Knalrood en wat duizelig tikte ik het verkeersbord bij mijn fiets aan. Mijn finish voor mijn eerste halfuur lopen en meteen ook mijn eerste 5. Het oude mannetje zat er nog steeds. Zijn blik gleed van mijn bezwete hoofd naar mijn benen die nog wat wiebelig aanvoelden. Laat die short maar een short zijn. De eerste 5 km stond op mijn palmares. Alle getuigen waren goed, zelfs dat verstrooide mannetje dat alleen maar naar mijn benen keek.

donderdag 27 augustus 2009

Verdomd, toch geen loopblog

Eerst netjes klikken: en daarna lezen en ondertussen luisteren.

Vreemd hoe het gaat. Ik ben niemand meer in mijn loopschoenen en afgewassen sportkleren. Geen Kruimel, geen mama, geen collega. Ik ben twee benen die alles dragen. Ik draaf met de zon in mijn rug. Ik loop mijn schaduw achterna en voel hoe mijn lijf warm wordt. Ik ga er nog van houden. Van voeten die zelfstandig gaan lopen. Van handen die maaien. Van zweetdruppels die er wel zijn, maar die je niet voelt. Van alleen nog adem zijn, want die steek daar in mijn rechterheup die wil ik niet voelen. Van de warme avondlucht en het gevoel alleen maar te lopen. Draven op de tonen van de muziek in mijn oren en voor de rest helemaal en absoluut niets.

dinsdag 18 augustus 2009

Aah, daar gaat het dus om

En opeens gingen mijn voeten met mij op de loop.
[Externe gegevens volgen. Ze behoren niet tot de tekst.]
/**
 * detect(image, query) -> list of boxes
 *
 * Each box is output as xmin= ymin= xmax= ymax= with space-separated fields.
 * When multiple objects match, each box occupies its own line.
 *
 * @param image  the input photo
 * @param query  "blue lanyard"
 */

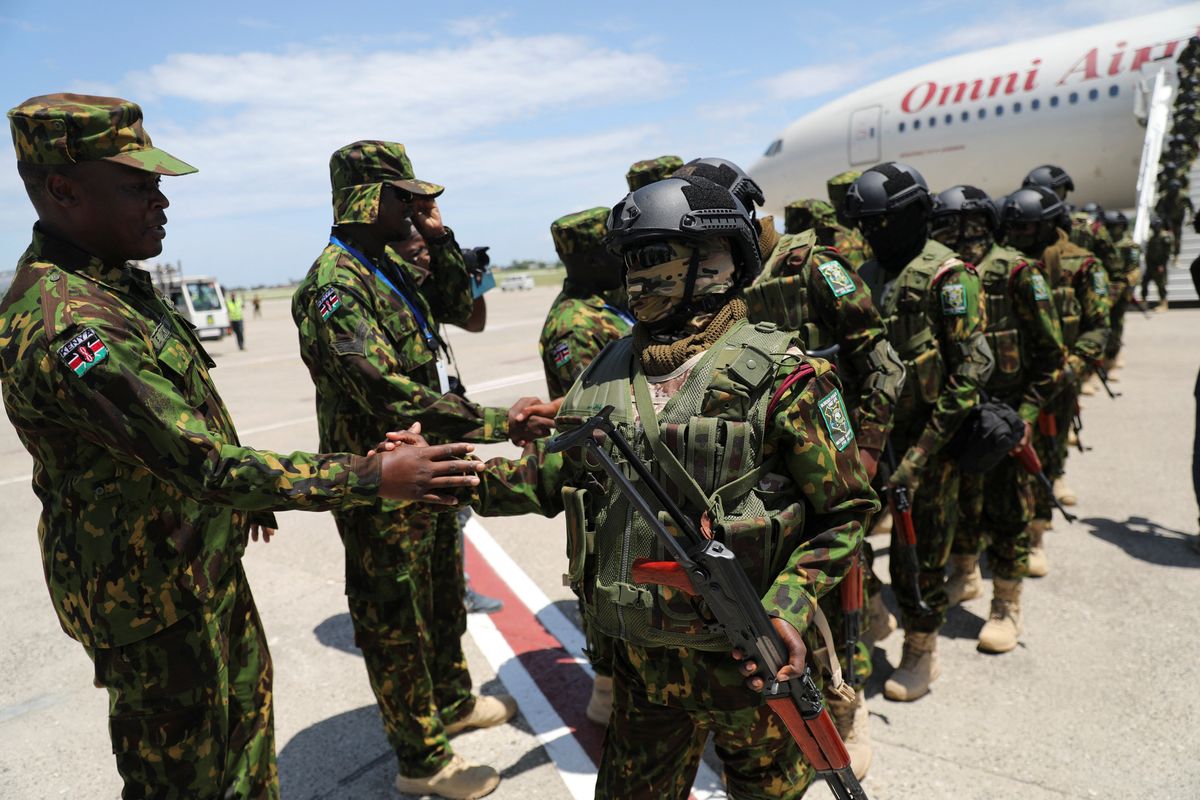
xmin=329 ymin=236 xmax=437 ymax=350
xmin=604 ymin=303 xmax=636 ymax=327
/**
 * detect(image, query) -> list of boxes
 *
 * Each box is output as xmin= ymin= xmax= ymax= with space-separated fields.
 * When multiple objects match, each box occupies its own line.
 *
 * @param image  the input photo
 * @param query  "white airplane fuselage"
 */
xmin=750 ymin=7 xmax=1200 ymax=215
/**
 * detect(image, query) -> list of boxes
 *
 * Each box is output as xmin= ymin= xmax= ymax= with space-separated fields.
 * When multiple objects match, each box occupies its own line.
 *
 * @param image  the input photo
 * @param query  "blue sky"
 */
xmin=0 ymin=0 xmax=1186 ymax=286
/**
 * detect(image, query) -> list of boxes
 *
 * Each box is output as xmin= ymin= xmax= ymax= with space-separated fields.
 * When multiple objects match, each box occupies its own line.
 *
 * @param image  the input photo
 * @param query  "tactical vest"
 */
xmin=555 ymin=320 xmax=801 ymax=651
xmin=1042 ymin=237 xmax=1093 ymax=349
xmin=867 ymin=240 xmax=962 ymax=416
xmin=976 ymin=245 xmax=1033 ymax=395
xmin=744 ymin=231 xmax=837 ymax=352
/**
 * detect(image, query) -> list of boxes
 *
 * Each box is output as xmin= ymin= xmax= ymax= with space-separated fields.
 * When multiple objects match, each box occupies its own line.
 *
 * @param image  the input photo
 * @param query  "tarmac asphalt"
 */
xmin=1 ymin=286 xmax=1198 ymax=799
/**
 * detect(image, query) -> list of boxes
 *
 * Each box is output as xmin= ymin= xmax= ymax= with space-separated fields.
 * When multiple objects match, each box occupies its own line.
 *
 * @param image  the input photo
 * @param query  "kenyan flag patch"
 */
xmin=58 ymin=328 xmax=108 ymax=377
xmin=318 ymin=287 xmax=342 ymax=321
xmin=551 ymin=340 xmax=572 ymax=368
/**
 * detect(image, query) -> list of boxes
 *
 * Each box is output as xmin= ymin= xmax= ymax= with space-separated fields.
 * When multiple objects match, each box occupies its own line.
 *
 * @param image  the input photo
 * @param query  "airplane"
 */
xmin=749 ymin=6 xmax=1200 ymax=215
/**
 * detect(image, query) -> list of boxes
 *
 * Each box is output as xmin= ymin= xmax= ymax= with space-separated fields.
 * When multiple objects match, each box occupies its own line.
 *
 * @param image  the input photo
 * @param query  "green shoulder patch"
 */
xmin=58 ymin=328 xmax=109 ymax=378
xmin=818 ymin=388 xmax=855 ymax=451
xmin=1091 ymin=270 xmax=1108 ymax=296
xmin=940 ymin=282 xmax=967 ymax=315
xmin=817 ymin=260 xmax=856 ymax=298
xmin=1031 ymin=272 xmax=1050 ymax=302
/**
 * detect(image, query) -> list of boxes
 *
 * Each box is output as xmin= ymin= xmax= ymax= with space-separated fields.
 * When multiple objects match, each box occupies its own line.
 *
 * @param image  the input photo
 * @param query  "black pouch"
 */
xmin=943 ymin=400 xmax=1026 ymax=473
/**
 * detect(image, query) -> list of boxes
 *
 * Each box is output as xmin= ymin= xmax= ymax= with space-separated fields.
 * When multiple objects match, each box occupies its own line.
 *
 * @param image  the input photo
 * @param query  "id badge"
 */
xmin=436 ymin=358 xmax=451 ymax=394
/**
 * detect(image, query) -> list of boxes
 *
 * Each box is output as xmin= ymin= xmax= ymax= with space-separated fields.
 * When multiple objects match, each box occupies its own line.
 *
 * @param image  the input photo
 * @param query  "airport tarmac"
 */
xmin=1 ymin=284 xmax=1198 ymax=799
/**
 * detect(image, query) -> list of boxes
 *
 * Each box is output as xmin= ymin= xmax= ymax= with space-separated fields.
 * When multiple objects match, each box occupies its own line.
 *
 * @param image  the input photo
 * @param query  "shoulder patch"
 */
xmin=940 ymin=282 xmax=967 ymax=315
xmin=1030 ymin=272 xmax=1050 ymax=302
xmin=818 ymin=388 xmax=855 ymax=451
xmin=551 ymin=340 xmax=572 ymax=368
xmin=150 ymin=316 xmax=172 ymax=353
xmin=1091 ymin=270 xmax=1108 ymax=296
xmin=58 ymin=328 xmax=108 ymax=377
xmin=817 ymin=260 xmax=856 ymax=297
xmin=318 ymin=286 xmax=342 ymax=321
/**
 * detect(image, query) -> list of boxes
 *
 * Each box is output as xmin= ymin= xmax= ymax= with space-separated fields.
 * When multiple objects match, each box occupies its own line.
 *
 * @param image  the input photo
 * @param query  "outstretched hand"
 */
xmin=732 ymin=617 xmax=808 ymax=692
xmin=377 ymin=438 xmax=482 ymax=505
xmin=509 ymin=396 xmax=562 ymax=446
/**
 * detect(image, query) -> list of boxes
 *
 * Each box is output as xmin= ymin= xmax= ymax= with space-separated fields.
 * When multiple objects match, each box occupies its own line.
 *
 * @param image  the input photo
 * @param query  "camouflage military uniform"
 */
xmin=1156 ymin=192 xmax=1194 ymax=258
xmin=746 ymin=228 xmax=904 ymax=688
xmin=826 ymin=172 xmax=873 ymax=268
xmin=1030 ymin=230 xmax=1111 ymax=520
xmin=860 ymin=240 xmax=993 ymax=632
xmin=953 ymin=245 xmax=1065 ymax=577
xmin=291 ymin=142 xmax=506 ymax=779
xmin=1143 ymin=228 xmax=1174 ymax=304
xmin=1 ymin=95 xmax=383 ymax=799
xmin=1069 ymin=213 xmax=1118 ymax=275
xmin=781 ymin=199 xmax=871 ymax=269
xmin=469 ymin=308 xmax=876 ymax=799
xmin=626 ymin=155 xmax=684 ymax=191
xmin=1106 ymin=233 xmax=1140 ymax=361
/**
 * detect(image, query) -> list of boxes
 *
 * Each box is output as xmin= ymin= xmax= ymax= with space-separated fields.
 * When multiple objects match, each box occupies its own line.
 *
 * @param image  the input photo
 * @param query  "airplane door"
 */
xmin=849 ymin=106 xmax=882 ymax=165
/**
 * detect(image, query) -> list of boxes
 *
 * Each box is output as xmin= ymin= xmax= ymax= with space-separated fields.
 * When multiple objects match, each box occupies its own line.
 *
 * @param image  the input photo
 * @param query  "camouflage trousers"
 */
xmin=889 ymin=449 xmax=961 ymax=633
xmin=597 ymin=643 xmax=814 ymax=799
xmin=1033 ymin=388 xmax=1075 ymax=521
xmin=953 ymin=459 xmax=1033 ymax=580
xmin=87 ymin=563 xmax=277 ymax=800
xmin=1142 ymin=262 xmax=1169 ymax=304
xmin=336 ymin=505 xmax=474 ymax=778
xmin=812 ymin=542 xmax=877 ymax=691
xmin=1106 ymin=279 xmax=1130 ymax=359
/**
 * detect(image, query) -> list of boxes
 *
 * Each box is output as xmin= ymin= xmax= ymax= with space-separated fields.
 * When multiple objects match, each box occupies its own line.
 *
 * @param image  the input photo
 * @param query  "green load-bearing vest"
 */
xmin=555 ymin=319 xmax=802 ymax=652
xmin=870 ymin=239 xmax=962 ymax=416
xmin=744 ymin=231 xmax=837 ymax=353
xmin=1043 ymin=236 xmax=1095 ymax=350
xmin=976 ymin=244 xmax=1034 ymax=396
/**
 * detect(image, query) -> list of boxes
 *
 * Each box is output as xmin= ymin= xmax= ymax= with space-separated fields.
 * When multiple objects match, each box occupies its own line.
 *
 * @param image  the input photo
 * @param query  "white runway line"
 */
xmin=463 ymin=517 xmax=727 ymax=798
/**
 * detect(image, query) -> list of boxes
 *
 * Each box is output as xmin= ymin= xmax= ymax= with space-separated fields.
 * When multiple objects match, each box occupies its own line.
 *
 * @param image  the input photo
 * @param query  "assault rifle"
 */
xmin=841 ymin=552 xmax=864 ymax=688
xmin=1012 ymin=444 xmax=1077 ymax=522
xmin=1090 ymin=361 xmax=1122 ymax=399
xmin=547 ymin=407 xmax=867 ymax=800
xmin=884 ymin=442 xmax=931 ymax=615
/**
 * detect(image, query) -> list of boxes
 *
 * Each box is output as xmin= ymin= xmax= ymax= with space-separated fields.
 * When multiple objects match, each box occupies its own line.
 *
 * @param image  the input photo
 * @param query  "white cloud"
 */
xmin=447 ymin=13 xmax=512 ymax=38
xmin=762 ymin=63 xmax=870 ymax=101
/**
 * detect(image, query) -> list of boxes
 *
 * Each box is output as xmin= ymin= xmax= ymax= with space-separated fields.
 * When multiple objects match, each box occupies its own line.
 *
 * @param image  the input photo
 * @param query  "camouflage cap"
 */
xmin=7 ymin=93 xmax=196 ymax=175
xmin=330 ymin=140 xmax=444 ymax=225
xmin=826 ymin=170 xmax=862 ymax=211
xmin=551 ymin=206 xmax=623 ymax=287
xmin=625 ymin=155 xmax=684 ymax=192
xmin=783 ymin=198 xmax=837 ymax=235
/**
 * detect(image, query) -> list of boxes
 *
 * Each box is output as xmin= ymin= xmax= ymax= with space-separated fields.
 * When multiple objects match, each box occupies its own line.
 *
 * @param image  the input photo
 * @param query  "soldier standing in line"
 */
xmin=1156 ymin=179 xmax=1193 ymax=263
xmin=290 ymin=141 xmax=557 ymax=800
xmin=825 ymin=170 xmax=873 ymax=269
xmin=538 ymin=206 xmax=634 ymax=724
xmin=625 ymin=155 xmax=684 ymax=191
xmin=470 ymin=174 xmax=876 ymax=798
xmin=1101 ymin=210 xmax=1139 ymax=372
xmin=931 ymin=186 xmax=1066 ymax=653
xmin=1142 ymin=216 xmax=1174 ymax=311
xmin=676 ymin=157 xmax=903 ymax=777
xmin=0 ymin=94 xmax=483 ymax=800
xmin=1003 ymin=185 xmax=1110 ymax=575
xmin=780 ymin=197 xmax=869 ymax=267
xmin=844 ymin=163 xmax=994 ymax=702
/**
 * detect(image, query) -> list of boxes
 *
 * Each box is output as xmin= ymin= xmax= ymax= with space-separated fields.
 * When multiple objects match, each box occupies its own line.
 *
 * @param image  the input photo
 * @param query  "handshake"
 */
xmin=372 ymin=396 xmax=561 ymax=504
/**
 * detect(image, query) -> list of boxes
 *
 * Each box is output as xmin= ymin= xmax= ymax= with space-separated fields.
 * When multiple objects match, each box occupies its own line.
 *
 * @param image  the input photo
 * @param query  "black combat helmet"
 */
xmin=1103 ymin=210 xmax=1128 ymax=237
xmin=671 ymin=157 xmax=765 ymax=213
xmin=606 ymin=175 xmax=762 ymax=289
xmin=932 ymin=185 xmax=1000 ymax=230
xmin=1022 ymin=165 xmax=1075 ymax=196
xmin=1082 ymin=201 xmax=1103 ymax=216
xmin=842 ymin=162 xmax=932 ymax=219
xmin=1001 ymin=186 xmax=1066 ymax=225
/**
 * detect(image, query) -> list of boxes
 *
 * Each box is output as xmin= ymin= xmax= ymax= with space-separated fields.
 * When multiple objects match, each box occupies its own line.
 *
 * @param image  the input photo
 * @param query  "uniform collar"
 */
xmin=28 ymin=224 xmax=146 ymax=293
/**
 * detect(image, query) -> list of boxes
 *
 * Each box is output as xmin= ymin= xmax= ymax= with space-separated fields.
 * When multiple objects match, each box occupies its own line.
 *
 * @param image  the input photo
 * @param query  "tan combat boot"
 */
xmin=1103 ymin=357 xmax=1121 ymax=382
xmin=1156 ymin=298 xmax=1169 ymax=313
xmin=1027 ymin=518 xmax=1050 ymax=577
xmin=871 ymin=509 xmax=893 ymax=536
xmin=585 ymin=674 xmax=613 ymax=725
xmin=394 ymin=755 xmax=500 ymax=800
xmin=1053 ymin=476 xmax=1077 ymax=506
xmin=444 ymin=695 xmax=518 ymax=735
xmin=827 ymin=688 xmax=873 ymax=779
xmin=945 ymin=553 xmax=983 ymax=606
xmin=884 ymin=631 xmax=940 ymax=702
xmin=1115 ymin=354 xmax=1126 ymax=369
xmin=977 ymin=578 xmax=1022 ymax=654
xmin=864 ymin=591 xmax=896 ymax=645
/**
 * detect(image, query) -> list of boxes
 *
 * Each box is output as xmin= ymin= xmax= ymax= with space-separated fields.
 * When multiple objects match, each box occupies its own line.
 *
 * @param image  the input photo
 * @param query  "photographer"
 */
xmin=290 ymin=141 xmax=557 ymax=799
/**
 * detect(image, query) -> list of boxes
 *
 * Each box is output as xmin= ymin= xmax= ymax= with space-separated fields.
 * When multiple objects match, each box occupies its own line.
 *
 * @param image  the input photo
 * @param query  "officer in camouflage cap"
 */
xmin=469 ymin=174 xmax=877 ymax=797
xmin=625 ymin=154 xmax=684 ymax=191
xmin=0 ymin=95 xmax=481 ymax=799
xmin=539 ymin=207 xmax=634 ymax=725
xmin=783 ymin=197 xmax=872 ymax=269
xmin=292 ymin=140 xmax=558 ymax=800
xmin=825 ymin=171 xmax=872 ymax=267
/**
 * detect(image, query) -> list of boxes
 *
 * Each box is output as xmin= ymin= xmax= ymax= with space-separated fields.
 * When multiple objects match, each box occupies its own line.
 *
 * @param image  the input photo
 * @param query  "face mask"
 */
xmin=625 ymin=238 xmax=736 ymax=323
xmin=859 ymin=205 xmax=928 ymax=268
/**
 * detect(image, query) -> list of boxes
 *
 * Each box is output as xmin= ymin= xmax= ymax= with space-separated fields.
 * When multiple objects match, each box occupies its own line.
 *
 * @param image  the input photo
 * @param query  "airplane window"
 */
xmin=1013 ymin=101 xmax=1022 ymax=113
xmin=961 ymin=110 xmax=969 ymax=122
xmin=1109 ymin=85 xmax=1119 ymax=97
xmin=995 ymin=105 xmax=1004 ymax=117
xmin=764 ymin=139 xmax=783 ymax=156
xmin=945 ymin=114 xmax=953 ymax=125
xmin=1050 ymin=95 xmax=1059 ymax=107
xmin=914 ymin=119 xmax=921 ymax=130
xmin=1069 ymin=92 xmax=1079 ymax=104
xmin=1032 ymin=98 xmax=1041 ymax=110
xmin=929 ymin=116 xmax=936 ymax=127
xmin=978 ymin=108 xmax=987 ymax=119
xmin=1088 ymin=88 xmax=1099 ymax=101
xmin=899 ymin=121 xmax=906 ymax=133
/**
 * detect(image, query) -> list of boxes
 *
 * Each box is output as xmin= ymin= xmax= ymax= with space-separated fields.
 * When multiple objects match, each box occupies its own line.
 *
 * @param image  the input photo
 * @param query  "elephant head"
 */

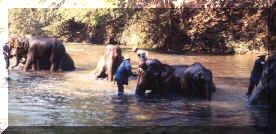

Ja, lees dit nog maar eens opnieuw: opeens gingen mijn voeten met mij op de loop.
Meestal is het andersom. Tenminste als ik Evy in mijn oren plug om in twintig minuten de kleur purperblauw te bekomen. Dan hijg en puf ik en tel ik gepijnigd tot 180 om zo het einde van de derde minuut lopen te halen. Want zelfs purperblauw ben ik blij dat ik AL drie minuten kan lopen zonder steendood neer te vallen op de kasseien waarover ik strompel.
Maar de laatste keer dus niet. Terwijl Evy in mijn oren toeterde hoe goed ik wel niet bezig was en dat dit toch veel vlotter ging dan ik gedacht had, niet? Wel toen keek ik naar beneden en mijn voeten die liepen. Die liepen zelfs vrij hard. En het voelde goed. Ik voelde me niet purperblauw. Ik voelde me zongebruind roze en ontspannen. En toen Evy riep dat ik flink was geweest en weer mocht wandelen, jogde ik vrolijk verder.

zondag 9 augustus 2009

Zie ze gaan
De kleinste is nu ongeveer even lang uit mijn buik als ze er in gezeten heeft. Maar die buik zelf heeft dat nog niet door. Die hangt en papt nog alsof ze elk moment een nieuwe eilandbewoner verwacht. Om die illusie de wereld uit te helpen, diepte ik Evy en haar StartToRun weer op uit de diepten van Liefs Ipod.
'Lijf, zeg maar dag tegen deze papbuik', mompelde ik en sprinte gezwind de straat uit met Evy's eerste les in mijn oren.
'Kruimel, zeg maar dag tegen het levenslicht', mompelde mijn lijf terug toen ik op het eind van les 1 sterretjes zag en de kamer voelbaar transformeerde in een paardjesmolen.
Les twee pakten we samen aan in een gezapiger tempo. Mijn lijf vond het oké en de sterretjes bleven uit.
Alleen, die ene wandelaar die me bijna inhaalde.
'Zie ze gaan, zo traag.'
Ik heb afgesproken met mijn lijf dat we onze oren toestopten na de eerste drie woorden. En er voor de lol een uitroepingsteken achter plaatsen.